Staff security - about being a pain in the ass
Have been involved in most humanitarian emergencies since I started this job, back in 1994, with a break of the last four years when I took a sabbatical, and worked for three years in our headquarters.
For eight years, I lead an intervention team, which went into any humanitarian emergency operation way before anyone else was allowed in, as we had to install the technical infrastructure ensuring the safety of the other staff.
As a manager, I have always taken the responsibility for the safety and well-being of my staff seriously. No matter what the rules, procedures and regulations were, I have always put the mark higher for my own staff. I have publicly questioned existing rules where I found them lacking. I have opened many a can of worms where I felt "the system" was inadequate to deal with safety. I have taken difficult decisions which did not always make me popular. Sometimes amongst the staff involved, sometimes amongst management. Over the years, I earned the reputation of being a pain in the ass.
Let me get the record straight: I *am* a pain in the ass. I would not like to be my own supervisor, as I am very difficult to be managed. But I have always found pride in the fact that - taking away my un-orthodox ways of working - people deep down inside realize at one point or the other, that I was right.
Now that, once more, I am leading a team in an emergency operation, many past experiences come back to me. Including the feeling of "these people must think I am a pain in the ass". Particularly concerning staff safety.
All too many times, as managers, people think of staff safety in the context of the political situations. In context of cost to implement the security measure. In context of the operational impact, when implementing strict security rules. But in all of this complexity, some questions continuously come back to me:
Would Pero still be alive if I had spoken up more openly about the obvious insecurity in West-Timor? Would Magda still be alive if I had spoken up more openly about the obvious decreased security in Baghdad?
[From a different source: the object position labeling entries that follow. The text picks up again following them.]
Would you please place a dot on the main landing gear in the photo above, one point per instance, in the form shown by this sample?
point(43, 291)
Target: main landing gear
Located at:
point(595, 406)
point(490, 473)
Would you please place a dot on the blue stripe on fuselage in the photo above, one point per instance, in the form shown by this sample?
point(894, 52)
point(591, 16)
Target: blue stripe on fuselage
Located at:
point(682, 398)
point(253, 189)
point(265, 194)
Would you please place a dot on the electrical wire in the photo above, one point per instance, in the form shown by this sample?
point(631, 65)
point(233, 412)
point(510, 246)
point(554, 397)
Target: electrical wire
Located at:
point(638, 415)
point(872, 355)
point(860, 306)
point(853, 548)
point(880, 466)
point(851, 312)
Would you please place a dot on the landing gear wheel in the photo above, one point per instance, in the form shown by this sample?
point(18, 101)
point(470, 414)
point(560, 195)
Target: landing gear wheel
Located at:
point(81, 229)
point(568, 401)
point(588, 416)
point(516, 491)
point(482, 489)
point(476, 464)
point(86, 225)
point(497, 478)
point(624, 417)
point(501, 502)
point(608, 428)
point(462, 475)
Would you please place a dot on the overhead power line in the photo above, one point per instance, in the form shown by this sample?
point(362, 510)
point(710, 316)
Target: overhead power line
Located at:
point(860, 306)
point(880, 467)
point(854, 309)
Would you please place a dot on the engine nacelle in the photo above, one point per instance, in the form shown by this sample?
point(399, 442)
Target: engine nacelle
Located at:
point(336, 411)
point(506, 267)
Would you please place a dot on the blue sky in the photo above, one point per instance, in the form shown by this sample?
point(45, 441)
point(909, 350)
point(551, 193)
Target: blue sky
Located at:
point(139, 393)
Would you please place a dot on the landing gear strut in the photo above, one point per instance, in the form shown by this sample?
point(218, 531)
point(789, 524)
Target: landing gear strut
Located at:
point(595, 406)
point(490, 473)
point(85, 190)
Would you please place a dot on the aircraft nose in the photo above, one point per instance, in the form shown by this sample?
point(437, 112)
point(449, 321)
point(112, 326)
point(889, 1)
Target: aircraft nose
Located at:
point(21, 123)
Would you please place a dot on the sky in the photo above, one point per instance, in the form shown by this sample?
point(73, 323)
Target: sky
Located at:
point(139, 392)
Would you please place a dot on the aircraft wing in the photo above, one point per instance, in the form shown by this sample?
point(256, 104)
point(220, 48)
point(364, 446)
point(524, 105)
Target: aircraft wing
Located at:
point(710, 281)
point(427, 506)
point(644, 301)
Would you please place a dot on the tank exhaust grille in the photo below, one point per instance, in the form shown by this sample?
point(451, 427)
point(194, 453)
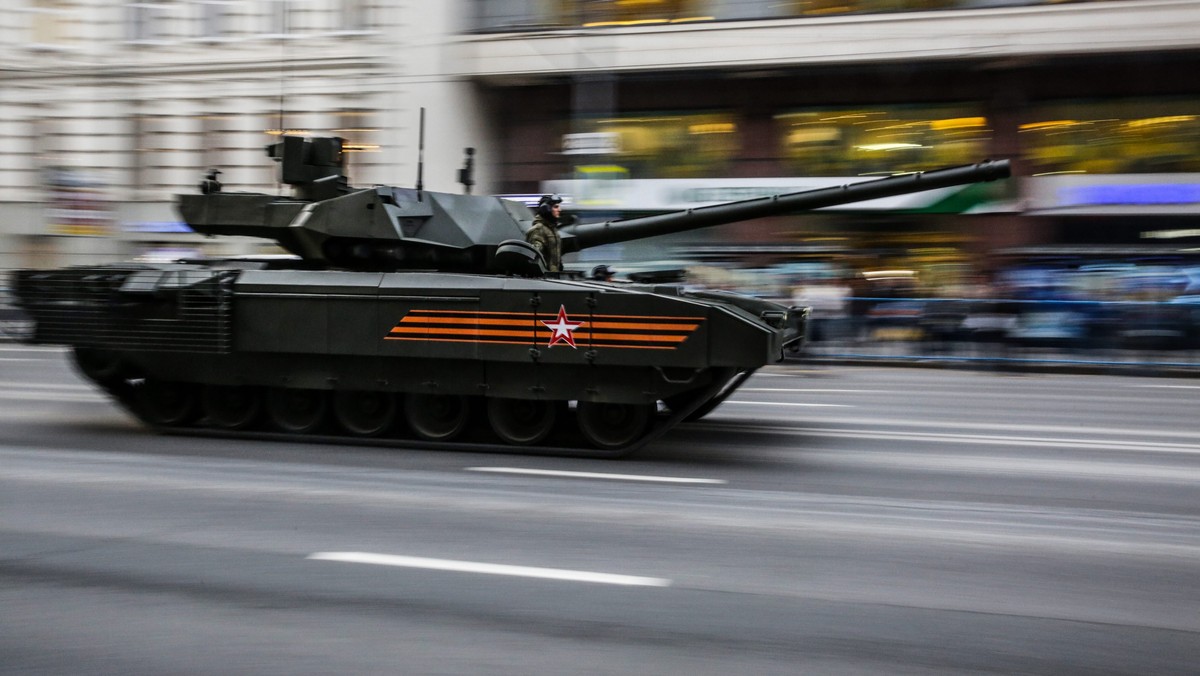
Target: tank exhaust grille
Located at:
point(143, 309)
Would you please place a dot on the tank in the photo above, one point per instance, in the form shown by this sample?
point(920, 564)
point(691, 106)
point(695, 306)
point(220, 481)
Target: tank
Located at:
point(419, 317)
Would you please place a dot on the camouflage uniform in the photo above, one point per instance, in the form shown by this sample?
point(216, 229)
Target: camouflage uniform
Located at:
point(545, 239)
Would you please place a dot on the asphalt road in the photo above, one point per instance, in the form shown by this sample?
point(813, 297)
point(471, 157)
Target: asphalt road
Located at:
point(840, 520)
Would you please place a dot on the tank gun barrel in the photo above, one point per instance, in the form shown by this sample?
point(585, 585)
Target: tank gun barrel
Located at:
point(594, 234)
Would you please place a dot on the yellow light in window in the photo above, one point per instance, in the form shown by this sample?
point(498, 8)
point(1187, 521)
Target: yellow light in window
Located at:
point(887, 147)
point(712, 127)
point(1163, 120)
point(958, 124)
point(1049, 125)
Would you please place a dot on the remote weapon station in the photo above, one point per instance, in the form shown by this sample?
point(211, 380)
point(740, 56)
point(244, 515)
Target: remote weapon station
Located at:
point(419, 316)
Since those days, I leave no stone unturned unless if I can say to myself "I did all I could".
That does not make me very popular. But I don't care. I have to live with my conscience. Staff safety and security is not a responsibility of "a system", but also for each individual manager. And they should take that responsibility personal.
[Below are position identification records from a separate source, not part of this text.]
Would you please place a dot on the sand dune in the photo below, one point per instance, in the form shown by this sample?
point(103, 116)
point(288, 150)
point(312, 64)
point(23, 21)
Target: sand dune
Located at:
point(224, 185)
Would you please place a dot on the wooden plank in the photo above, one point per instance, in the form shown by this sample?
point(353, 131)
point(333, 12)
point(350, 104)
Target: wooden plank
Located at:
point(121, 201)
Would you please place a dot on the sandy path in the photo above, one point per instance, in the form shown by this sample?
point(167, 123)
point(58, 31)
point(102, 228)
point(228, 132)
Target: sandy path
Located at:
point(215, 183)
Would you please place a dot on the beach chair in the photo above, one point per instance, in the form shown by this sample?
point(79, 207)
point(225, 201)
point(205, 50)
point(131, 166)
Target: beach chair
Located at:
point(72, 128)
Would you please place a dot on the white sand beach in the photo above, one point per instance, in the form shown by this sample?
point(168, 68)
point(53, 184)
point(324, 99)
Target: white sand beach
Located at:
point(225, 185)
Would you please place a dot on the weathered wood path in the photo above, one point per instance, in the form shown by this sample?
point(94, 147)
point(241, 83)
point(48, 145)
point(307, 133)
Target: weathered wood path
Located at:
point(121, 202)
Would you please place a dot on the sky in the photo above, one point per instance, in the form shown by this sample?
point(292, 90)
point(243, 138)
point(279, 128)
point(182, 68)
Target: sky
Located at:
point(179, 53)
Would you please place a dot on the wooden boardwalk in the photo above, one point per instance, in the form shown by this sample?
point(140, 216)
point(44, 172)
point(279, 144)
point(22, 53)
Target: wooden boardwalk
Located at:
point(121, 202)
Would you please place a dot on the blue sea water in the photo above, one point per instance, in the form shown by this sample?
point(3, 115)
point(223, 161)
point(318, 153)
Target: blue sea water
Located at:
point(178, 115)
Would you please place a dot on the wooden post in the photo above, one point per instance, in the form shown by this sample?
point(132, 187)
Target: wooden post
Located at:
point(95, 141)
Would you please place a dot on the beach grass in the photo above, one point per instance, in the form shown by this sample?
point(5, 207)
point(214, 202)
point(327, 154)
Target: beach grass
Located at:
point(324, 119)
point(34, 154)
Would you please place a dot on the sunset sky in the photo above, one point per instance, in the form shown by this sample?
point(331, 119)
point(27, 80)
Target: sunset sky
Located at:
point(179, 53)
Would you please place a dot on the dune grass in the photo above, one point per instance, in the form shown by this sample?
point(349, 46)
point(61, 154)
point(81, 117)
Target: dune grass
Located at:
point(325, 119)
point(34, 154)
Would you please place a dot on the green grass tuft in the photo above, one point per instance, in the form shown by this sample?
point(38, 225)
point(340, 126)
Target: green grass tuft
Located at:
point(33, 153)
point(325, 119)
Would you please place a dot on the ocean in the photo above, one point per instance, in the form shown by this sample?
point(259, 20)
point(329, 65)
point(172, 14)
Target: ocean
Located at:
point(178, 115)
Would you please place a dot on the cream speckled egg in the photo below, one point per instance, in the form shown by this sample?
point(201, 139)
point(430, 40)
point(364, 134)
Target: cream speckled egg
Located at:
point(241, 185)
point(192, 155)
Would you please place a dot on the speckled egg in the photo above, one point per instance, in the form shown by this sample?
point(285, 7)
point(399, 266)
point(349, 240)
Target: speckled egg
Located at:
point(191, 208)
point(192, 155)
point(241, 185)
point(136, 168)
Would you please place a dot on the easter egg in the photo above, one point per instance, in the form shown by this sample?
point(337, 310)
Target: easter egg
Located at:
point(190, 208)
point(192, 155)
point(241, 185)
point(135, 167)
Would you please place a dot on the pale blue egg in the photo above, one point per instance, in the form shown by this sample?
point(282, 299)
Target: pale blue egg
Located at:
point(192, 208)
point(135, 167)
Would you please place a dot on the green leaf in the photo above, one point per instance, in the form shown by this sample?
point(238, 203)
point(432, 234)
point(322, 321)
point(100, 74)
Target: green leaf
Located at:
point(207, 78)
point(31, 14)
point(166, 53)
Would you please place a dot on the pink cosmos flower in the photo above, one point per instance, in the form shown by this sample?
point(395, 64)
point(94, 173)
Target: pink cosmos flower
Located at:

Picture courtesy AnneMarie VanDenBerg
1 comments:
Un-orthodox. That is exactly the way we have to be doing this work. By being like that, one achieves the things. And about staff security, I was frowned at many times when I asked questions I was not supposed to ask because I was "walking in the garden" of the security (not ours WFP's) guys. But then how can I keep quiet, when I see that some security arrangments lead us straight to our doom.